What this looks like, in practice
The work, in practice, does not look like anything dramatic. The work involves, in most cases, the small ongoing internal practice of remembering, when one notices oneself blaming the twenty-year-old for some present condition, that the blame is, on close examination, misallocated. The twenty-year-old did not have the information that would have made the decision look different. The information arrived later, in the form of the consequences. The twenty-year-old made the decision in good faith with what she had. The forty-year-old has, accordingly, no honest grounds for the blame.

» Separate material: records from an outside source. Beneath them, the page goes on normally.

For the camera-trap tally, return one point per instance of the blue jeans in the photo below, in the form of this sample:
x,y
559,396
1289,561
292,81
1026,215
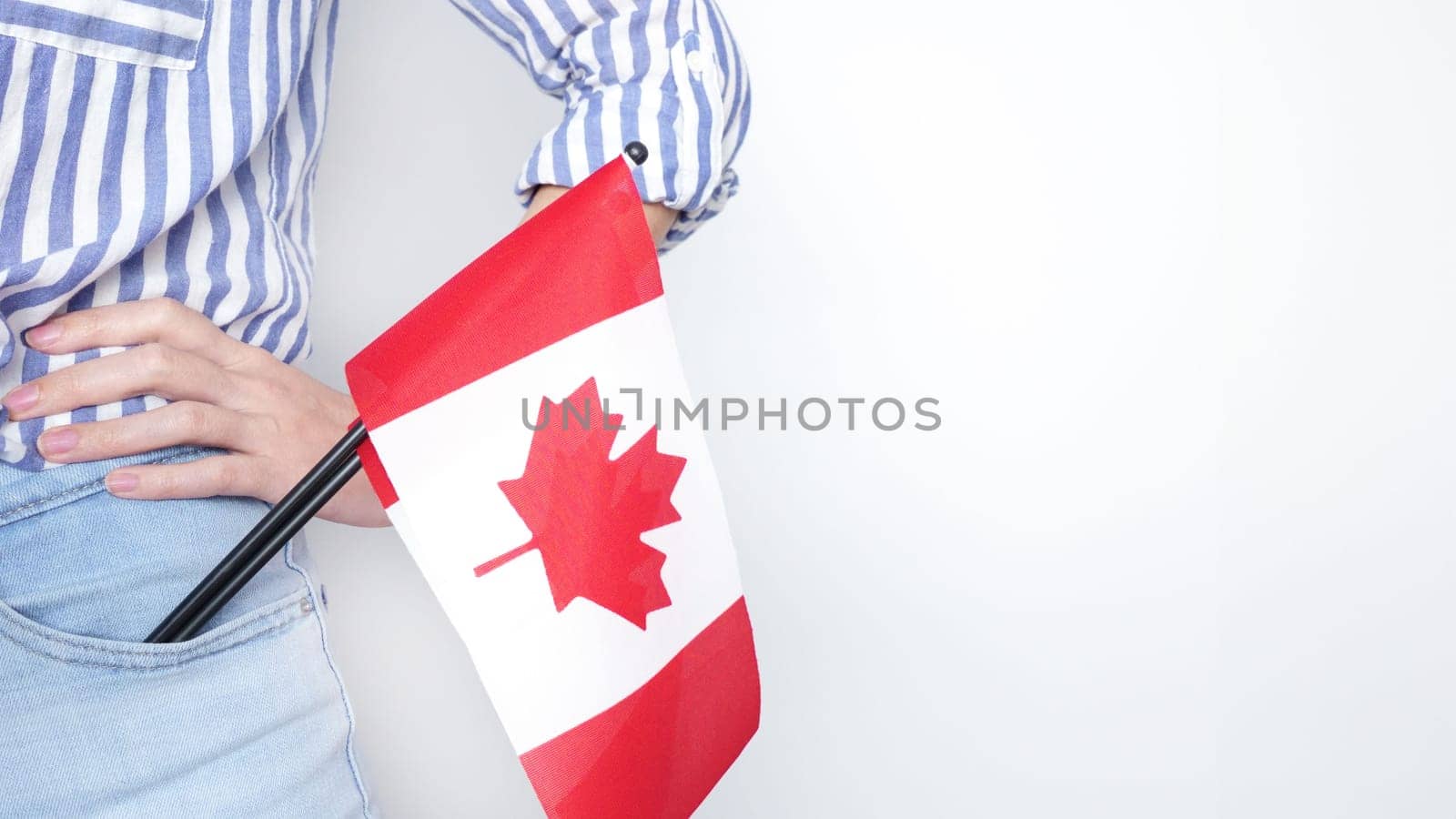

The practice involves, similarly, the small ongoing remembering, when one notices oneself taking credit for some present condition, that the credit is, in significant part, also misallocated. The twenty-year-old laid the foundation. The foundation is what the present condition is structurally built on. The forty-year-old, in honestly accounting for the present condition, has to allocate the credit to the version of herself that did the foundational work, even though the version is, in any direct sense, no longer here to receive it.
The practice is small. The practice, accumulated across the second half of one’s life, is what most of the visible interior peace of the older adults the wider culture admires is, on close examination, the result of. They have done the work. The work was not dramatic. The work was the slow ongoing rebalancing of the internal account between the present version of themselves and the previous versions whose decisions they are currently living inside.
The most important relationship in midlife is, in some real way, the one with the person you were at twenty. The relationship has been operating, mostly without your knowledge, since you turned twenty-one. The relationship has been characterized, in most cases, by a low-grade ongoing argument that has produced more of your interior life than you have probably been giving it credit for. The work of going back, apologizing to her for the unfair judgment, and thanking her for the work she did that you have been benefiting from without acknowledging, is the relational work the second half of your adult life is going to be, in some real way, quietly built around. The work is yours to do. Nobody else can do it for you. The doing of it is, on the available evidence, the most consequential interior work midlife has on offer. The doing produces, in some real way, the version of yourself who is, finally, no longer at war with the person who got her here.